Close contacts of confirmed cases of the novel coronavirus-infected pneumonia should be put under medical quarantine for 14 days since last contact with the patient. When quarantined at home, close contacts should keep in touch with medical workers, watch for their symptoms and learn more about home health care. It is also necessary to follow precautions on hand washing, ventilation, epidemic prevention and disinfection in homes. Suggestions on home quarantine are as follows.
I. Close contacts should stay in well-ventilated single rooms while refusing all visits.
II. Restrict the activities of close contacts, and minimize their shared spaces with household members. Keep such shared spaces as kitchen and bathroom well ventilated with windows open.
III. Household members should not live in the same room with close contacts. If not possible, keep a distance of at least one meter. Mothers can continue breastfeeding their infants.
IV. Household members should wear a mask covering mouth and nose before entering the living spaces of close contacts. Do not touch or adjust the mask in the living space and replace the mask once it turns moist or dirty with secretions. Wash hands immediately after removing and discarding the mask.
V. Clean hands after one has any direct contact with or leaves the living space of close contacts. Hand washing is also necessary before preparing food, before meals, and after using the toilet. Use alcohol-based hand sanitizer if one’s hands are not visibly dirty while wash with soap and running water otherwise. Follow safety instructions. Guard against accidental ingestion of and fire caused by sanitizers.
VI. Wash hands with soap and water and then wipe them with a disposable handkerchief. If not available, use a towel. Replace the towel when it becomes wet.
VII. The materials used to cover your nose and mouth when coughing or sneezing should be discarded, or washed immediately. Handkerchiefs can be washed with soap or detergent and running water.

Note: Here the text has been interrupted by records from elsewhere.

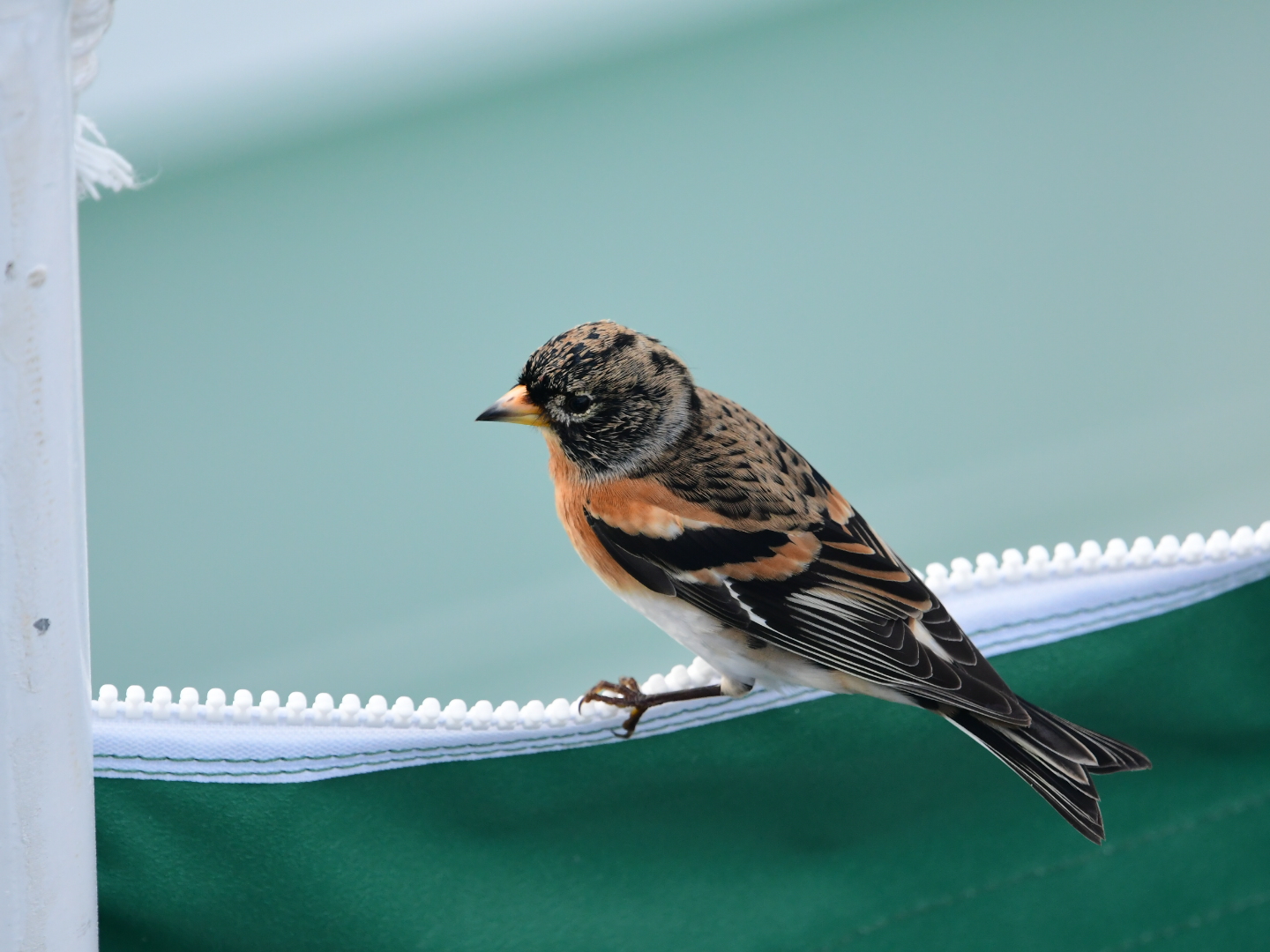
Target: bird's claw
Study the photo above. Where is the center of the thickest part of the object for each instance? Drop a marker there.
(625, 693)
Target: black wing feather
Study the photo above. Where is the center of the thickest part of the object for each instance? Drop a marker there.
(850, 609)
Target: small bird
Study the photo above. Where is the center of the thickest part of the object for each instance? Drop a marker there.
(703, 519)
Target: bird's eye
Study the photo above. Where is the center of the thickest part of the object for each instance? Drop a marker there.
(577, 403)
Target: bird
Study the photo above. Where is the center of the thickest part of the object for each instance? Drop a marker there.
(701, 518)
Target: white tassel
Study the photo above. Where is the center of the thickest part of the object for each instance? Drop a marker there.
(97, 164)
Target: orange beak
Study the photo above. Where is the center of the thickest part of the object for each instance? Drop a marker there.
(516, 406)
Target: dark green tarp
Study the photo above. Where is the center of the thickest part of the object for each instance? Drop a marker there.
(839, 822)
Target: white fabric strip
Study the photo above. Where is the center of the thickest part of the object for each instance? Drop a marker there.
(146, 740)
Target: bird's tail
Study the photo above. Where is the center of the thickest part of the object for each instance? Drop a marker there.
(1056, 756)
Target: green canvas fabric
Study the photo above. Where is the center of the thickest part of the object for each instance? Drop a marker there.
(832, 824)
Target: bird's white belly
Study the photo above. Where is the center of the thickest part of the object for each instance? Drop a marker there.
(725, 648)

VIII. Household members should minimize contact with close contacts and their items. Avoid sharing toothbrushes, cigarettes, tableware, food, drinks, towels, bath towels, and bed sheets. Tableware should be washed with detergent and water.
IX. Use disinfectants containing chlorine or peracetic acid to clean and disinfect all frequently touched surfaces such as bedside tables, bed frames and other bedroom furniture. Bathrooms and toilets should be cleaned and disinfected at least once a day.

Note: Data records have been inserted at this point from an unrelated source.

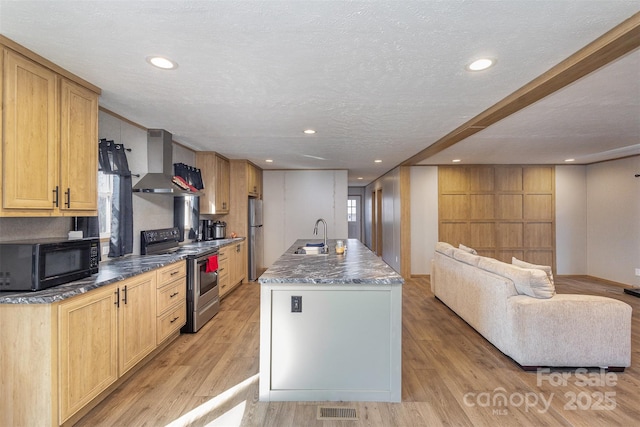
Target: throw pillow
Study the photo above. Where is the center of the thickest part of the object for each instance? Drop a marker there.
(528, 281)
(524, 264)
(466, 257)
(467, 249)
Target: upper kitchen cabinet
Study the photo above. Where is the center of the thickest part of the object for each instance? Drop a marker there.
(215, 176)
(254, 175)
(49, 138)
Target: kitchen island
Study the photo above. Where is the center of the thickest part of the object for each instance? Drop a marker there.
(330, 327)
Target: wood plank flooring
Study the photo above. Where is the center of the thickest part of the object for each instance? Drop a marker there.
(451, 376)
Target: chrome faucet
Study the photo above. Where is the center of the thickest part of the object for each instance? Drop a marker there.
(325, 248)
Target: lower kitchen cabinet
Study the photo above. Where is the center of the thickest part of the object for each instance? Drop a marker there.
(88, 348)
(64, 356)
(171, 300)
(136, 320)
(231, 266)
(103, 334)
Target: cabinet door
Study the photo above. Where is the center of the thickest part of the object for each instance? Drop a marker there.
(137, 319)
(30, 146)
(222, 184)
(238, 268)
(78, 147)
(87, 347)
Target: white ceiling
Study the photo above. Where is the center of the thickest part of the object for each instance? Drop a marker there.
(376, 79)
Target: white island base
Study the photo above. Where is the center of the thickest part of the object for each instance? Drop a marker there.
(344, 345)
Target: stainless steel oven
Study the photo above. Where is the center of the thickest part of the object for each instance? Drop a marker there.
(203, 300)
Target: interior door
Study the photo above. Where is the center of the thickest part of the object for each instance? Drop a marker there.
(354, 217)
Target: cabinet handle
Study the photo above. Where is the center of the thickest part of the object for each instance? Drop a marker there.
(55, 197)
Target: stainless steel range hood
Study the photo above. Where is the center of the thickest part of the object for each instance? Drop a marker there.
(158, 180)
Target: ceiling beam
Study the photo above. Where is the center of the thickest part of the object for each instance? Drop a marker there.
(612, 45)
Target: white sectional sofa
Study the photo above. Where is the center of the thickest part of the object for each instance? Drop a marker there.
(518, 311)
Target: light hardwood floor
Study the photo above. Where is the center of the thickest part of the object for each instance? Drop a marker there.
(451, 375)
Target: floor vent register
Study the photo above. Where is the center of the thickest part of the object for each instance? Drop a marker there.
(337, 413)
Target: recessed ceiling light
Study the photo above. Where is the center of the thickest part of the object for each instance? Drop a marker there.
(481, 64)
(162, 62)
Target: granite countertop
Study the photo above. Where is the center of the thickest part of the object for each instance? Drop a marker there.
(358, 265)
(111, 271)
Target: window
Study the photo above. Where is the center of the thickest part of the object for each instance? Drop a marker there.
(351, 210)
(105, 194)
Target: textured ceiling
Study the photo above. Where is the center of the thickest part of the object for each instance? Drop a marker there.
(376, 79)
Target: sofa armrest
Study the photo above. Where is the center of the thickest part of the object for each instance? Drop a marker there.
(569, 330)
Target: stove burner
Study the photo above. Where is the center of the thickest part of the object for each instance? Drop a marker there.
(160, 241)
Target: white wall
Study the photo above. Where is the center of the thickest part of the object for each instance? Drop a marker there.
(571, 219)
(294, 200)
(424, 217)
(150, 211)
(613, 220)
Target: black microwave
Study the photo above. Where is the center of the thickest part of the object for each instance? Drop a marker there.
(34, 265)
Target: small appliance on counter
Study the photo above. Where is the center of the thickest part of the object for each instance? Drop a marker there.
(213, 230)
(37, 264)
(219, 230)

X. Wash the person’s clothes, sheets, bath towels and towels with soap and water or by a washing machine at 60-90 degrees Celsius with detergent and then get the items dried. Put bedding used by close contacts in a laundry bag. Avoid direct contact with one’s skin and clothes.
XI. Wear disposable gloves and protective clothing such as a plastic apron before cleaning and touching surfaces of items, clothing, or bedding that have on them secretions from close contacts. Clean and disinfect hands before wearing gloves and after removing them.
XII. Seek prompt medical attention in case close contacts develop suspicious symptoms. Such symptoms include fever, cough, pharyngalgia, chest distress, dyspnea, mildly poor appetite, fatigue, mild lethargy, nausea, diarrhea, headache, palpitation, conjunctivitis, and mildly sore limb or back muscles, etc. Specific suggestions are as follows:
1. Wear a surgical or N95 mask.
2. If available, do not use public transportation and keep the car window open.
3. Wear a facemask and keep hands clean at all times. Stay at least one meter away from other people on the way to or in the hospital.
4. Use disinfectants containing chlorine or peracetic acid to sterilize the vehicle that is contaminated by the respiratory secretions or body fluids.